You can’t always get what you want but if you try some time, you just might find
You get what you need.”
That’s a quote from those great Western philosophers, the Rolling Stones. Of course, you have to look past their opulent life style and colossal self-absorption to appreciate the wisdom of the words but it’s there nonetheless. With Thanksgiving just around the corner, I’ve been pondering what I can be thankful for. I’ve decided that to a great extent, it depends on your perspective.
If I made a list of all the things I don’t feel thankful for, chances are it could be a very long one. When I look around, I can see many people who have a great deal more than I do in terms of material wealth. There are folks who can drop $10,000 on a meal and not think twice about it or fly off to Paris (France, not Texas) at the drop of a hat. When I contemplate this, I could let it bring my mood down, no doubt. It could really depress me if I let it because I know not only can I not afford these things now, there’s almost no chance I’ll ever be able to afford them. Shoot, I can feel the wind going out of my sails as I sit here and type this. What in the world can I do about this?
Well, the most obvious answer is to make a list of what I do have to be thankful for and compare the two lists. Like the Rolling Stones, minus their opulent life style and with only a fraction of their self-absorption, I addressed this in my song, “Borrowed Time,” which I wrote about what’s really important in life.
“Get a dog, get a wife, have some kids, get a life
And shame on you if you neglect’em, that’s a dirty rotten crime
Cause we’re all livin’ on borrowed time.”
In the song, I go on to mention grandkids, fishing, horses, friends and singing your heart out. Since I’ve got all those things in my life in various quantities, you’d think I’d be pretty doggone content most of the time. My problem is that I’ve also got things going on in my life on occasion that are difficult and, dare I say…UNFAIR! Sometimes these things are only unfair in my mind and sometimes they truly are unfair by any measure. I’d like to ignore them but often I’m just not able. I’ve got them sitting there on my list of things interfering with me being thankful and they get in the way of me letting myself appreciate my life. I’m not sure how to shorten that list and balance things out.
My friend George Ensle, an Austin-based singer/songwriter and a sure nuff real Western philosopher, wrote a song with another great songwriter, Richard Dopson, which helped me tremendously. Here’s a portion of their wisdom.
“I asked for strength and I got troubles to get me straight and strong.
I asked for wisdom and I got problems that taught me right from wrong.
I asked for courage and I got dangers to get me through my fears.
I asked for answers and I got silence that taught me how to hear.
I got the world in a rain drop, I got the promise of a seed, I got all I wanted when I got all I need.”
I’d heard George do this song in the past but just a couple of months back, I had the privilege of hearing him perform it again. All of a sudden, it was like a light bulb went on in my head (sometimes it takes me longer for the lights to come on than it does for other folks). I realized that there were things I was viewing as burdens which were really opportunities for me to become a better person.
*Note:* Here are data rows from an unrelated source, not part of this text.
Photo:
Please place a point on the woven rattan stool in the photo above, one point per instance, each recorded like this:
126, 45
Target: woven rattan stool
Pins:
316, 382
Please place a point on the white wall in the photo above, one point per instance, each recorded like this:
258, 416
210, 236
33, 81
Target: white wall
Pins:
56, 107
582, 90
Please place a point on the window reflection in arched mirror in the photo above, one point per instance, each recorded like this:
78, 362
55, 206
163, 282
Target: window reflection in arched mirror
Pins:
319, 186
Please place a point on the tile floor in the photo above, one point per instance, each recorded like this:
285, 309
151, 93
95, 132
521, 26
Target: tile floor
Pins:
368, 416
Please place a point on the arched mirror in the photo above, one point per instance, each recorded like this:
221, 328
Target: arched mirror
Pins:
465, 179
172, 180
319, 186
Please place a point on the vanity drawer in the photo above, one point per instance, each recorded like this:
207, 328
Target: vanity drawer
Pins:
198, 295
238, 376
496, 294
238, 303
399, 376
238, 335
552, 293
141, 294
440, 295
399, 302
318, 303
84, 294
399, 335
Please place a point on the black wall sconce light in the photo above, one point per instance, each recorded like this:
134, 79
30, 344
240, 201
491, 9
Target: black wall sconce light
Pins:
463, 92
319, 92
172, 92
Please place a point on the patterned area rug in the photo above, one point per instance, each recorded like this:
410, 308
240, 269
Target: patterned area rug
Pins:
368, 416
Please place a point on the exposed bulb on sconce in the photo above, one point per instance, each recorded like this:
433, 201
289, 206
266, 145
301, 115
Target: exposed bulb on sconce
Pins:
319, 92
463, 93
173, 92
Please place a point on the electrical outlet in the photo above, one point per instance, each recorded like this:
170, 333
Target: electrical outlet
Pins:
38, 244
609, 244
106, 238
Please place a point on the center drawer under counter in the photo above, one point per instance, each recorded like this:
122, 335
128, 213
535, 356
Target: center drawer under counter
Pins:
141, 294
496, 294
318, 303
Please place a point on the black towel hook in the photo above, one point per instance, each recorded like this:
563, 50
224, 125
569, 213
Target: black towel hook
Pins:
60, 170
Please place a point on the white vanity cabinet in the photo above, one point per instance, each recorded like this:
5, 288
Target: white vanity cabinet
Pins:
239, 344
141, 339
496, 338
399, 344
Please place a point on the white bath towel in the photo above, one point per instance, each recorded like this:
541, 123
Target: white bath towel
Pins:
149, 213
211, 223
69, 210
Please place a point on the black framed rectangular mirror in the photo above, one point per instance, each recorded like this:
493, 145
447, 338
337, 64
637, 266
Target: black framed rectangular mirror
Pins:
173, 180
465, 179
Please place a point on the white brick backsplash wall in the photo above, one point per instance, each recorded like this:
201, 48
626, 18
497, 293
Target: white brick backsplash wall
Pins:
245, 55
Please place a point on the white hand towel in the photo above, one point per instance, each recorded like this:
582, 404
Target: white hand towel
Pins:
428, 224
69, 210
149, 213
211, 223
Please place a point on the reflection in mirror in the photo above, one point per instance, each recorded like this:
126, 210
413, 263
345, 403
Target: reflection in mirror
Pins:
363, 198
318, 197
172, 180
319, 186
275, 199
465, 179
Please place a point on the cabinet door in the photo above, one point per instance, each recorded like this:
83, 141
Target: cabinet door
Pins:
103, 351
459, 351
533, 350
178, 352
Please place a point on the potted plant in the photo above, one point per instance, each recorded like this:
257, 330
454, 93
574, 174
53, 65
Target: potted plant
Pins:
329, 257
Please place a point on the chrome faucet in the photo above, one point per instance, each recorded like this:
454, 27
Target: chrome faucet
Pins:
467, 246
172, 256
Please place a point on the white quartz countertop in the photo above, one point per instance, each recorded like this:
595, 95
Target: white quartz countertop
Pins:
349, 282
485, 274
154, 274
Maybe I had them on the wrong list. Generally speaking, you don’t build your character by taking the easy way. Good times aren’t really what make you stronger, it’s the hard times that forge the steel. Getting through those times with people you love, helping each other along the way, forgiving each other when you’re less than perfect, getting up when you get knocked down- that’s what really matters.
So thank you for the hard times. Thanks for the chance to show the people I love that I’m there for them, not just when it’s smooth sailing but also when the waters are rough and we don’t know if our little boat is going to get swamped. Thanks for my dogs, my wife, my kids, my grandkids, my two new grand nieces whom I’ll get to meet for the first time at Christmas, thanks for all the wonderful music in my life and thanks for the great friends who have made me one of the wealthiest individuals on the face of the earth. Turns out there’s a lot to be thankful for, it just depends on how you look at it.